Making bipartisanship contagious

4 MIN READ
Visiting Capitol Hill. Bread for the World.

By Cynthia Woodside, Bread for the World Institute

Recently, we’ve seen some definite signs of bipartisanship here in the nation’s capital. The question is, is it readily transmissible to other politicians and policymakers? Can we help them catch the bipartisan bug?

One indication of bipartisanship is the release of a consensus report on how to reduce poverty and increase opportunity in the United States. The report is a joint project of the American Enterprise Institute and the Brookings Institution, which brought together a bipartisan group of conservatives and progressives and included a couple of moderates as well. The report, published December 3, offers some valuable insights on forging the bipartisan consensus that has proven so elusive in recent years.
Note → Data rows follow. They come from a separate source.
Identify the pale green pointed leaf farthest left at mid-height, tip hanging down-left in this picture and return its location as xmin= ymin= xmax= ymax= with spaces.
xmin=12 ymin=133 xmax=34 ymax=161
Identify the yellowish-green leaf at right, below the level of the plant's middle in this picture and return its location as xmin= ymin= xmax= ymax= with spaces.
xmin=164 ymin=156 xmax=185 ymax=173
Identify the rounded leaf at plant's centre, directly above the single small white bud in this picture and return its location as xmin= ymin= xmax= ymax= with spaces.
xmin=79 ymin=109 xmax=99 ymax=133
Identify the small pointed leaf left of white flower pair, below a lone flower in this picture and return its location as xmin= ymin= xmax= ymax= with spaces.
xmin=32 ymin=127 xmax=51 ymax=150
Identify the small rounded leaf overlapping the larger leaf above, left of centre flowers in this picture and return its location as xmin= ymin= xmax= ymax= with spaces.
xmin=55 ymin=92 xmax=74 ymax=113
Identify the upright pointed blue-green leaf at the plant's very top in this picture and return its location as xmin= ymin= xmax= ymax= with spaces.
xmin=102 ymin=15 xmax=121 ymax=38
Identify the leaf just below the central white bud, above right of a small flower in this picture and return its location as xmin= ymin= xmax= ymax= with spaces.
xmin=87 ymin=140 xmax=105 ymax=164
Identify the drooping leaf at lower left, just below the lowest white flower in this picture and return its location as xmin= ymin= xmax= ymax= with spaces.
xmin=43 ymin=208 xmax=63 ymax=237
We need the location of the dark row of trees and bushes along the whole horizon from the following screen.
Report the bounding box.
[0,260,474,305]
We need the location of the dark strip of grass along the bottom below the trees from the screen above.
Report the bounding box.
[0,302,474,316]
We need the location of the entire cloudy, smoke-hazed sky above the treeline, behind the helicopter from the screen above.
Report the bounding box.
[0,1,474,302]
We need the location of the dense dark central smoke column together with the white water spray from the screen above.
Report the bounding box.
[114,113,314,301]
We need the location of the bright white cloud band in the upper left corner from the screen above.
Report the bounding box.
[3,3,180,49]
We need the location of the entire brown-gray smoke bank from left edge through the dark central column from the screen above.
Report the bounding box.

First, participants set expectations about the process. All agreed that neither side has a monopoly on the truth and that solutions should draw on the best ideas of people on all sides of the question. Organizers said that people must begin to talk with and learn from their opposites on the political spectrum. Nothing less than our “economic future and national soul” are at stake.

All sides also agreed on some basic truths: the U.S. poverty rate is too high, and there is not enough economic mobility.

The report, Opportunity, Responsibility, and Security: A Consensus Plan for Reducing Poverty and Restoring the American Dream, focused mainly on the broad, interconnected areas of family, jobs, and education. Participating organizations said that while they believe improvements in these three areas will have the greatest impact on poverty and lack of economic mobility, many other issues are also important – e.g., housing and health.

Bread for the World would add hunger to the list of priority problems. As our own bipartisan membership faithfully reminds Congress, ending hunger will have significant positive impacts on health, education, employment, families, and equality – and we know it can be done. (For the most recent analysis and examples, see the 2016 Hunger Report, The Nourishing Effect: Ending Hunger, Improving Health, Reducing Inequality).   

Here are the bipartisan consensus recommendations of Opportunity, Responsibility, and Security:

  • Strengthen families in ways that will prepare children for success in education and work. Strategies include promoting a new cultural norm surrounding parenthood and marriage; promoting delayed, responsible childbearing; increasing access to effective parenting education; and helping less-educated men and women to prosper in work and family.
  • Improve the quantity and quality of work in ways that will better prepare young people – both men and women – to assume the responsibilities of adult life and parenthood. This can be accomplished by improving people’s skills so they qualify for well-paying jobs; making work pay more for people with less education; employing more people in hard-to-employ groups, including poorly educated people and those with criminal records; and ensuring that jobs are available.
  • Improve education in ways that will better help poor children to avail themselves of opportunities for self-advancement. Recommendations in this area include increasing public investment in two underfunded stages of education — preschool and postsecondary; educating the whole child to promote social-emotional and character development as well as academic skills; modernizing the organization and accountability of education systems; and closing resource gaps to reduce education gaps.  

Perhaps now is our opportunity to nurture nascent bipartisan efforts such as the AEI-Brookings project and thus help make bipartisanship the norm. It is entirely feasible to end hunger and poverty in our country and improve the lives of millions of our neighbors, but it will require buy-in across the political spectrum. Otherwise, Washington remains gridlocked. A first step is educating our leaders as to what is at stake and helping them see that both sides have something to contribute.

David Brooks, New York Times columnist and PBS NewsHour pundit, was the keynote speaker at the AEI-Brookings report release. He said that he is looking forward to an “Opportunity Act” being introduced in the next Congress by two polar political opposites — presidential candidates Sens. Ted Cruz (R-TX) and Bernie Sanders (D-VT). At that point, we will know without a doubt that bipartisanship can be contagious!

Cynthia Woodside is senior domestic policy analyst at Bread for the World Institute.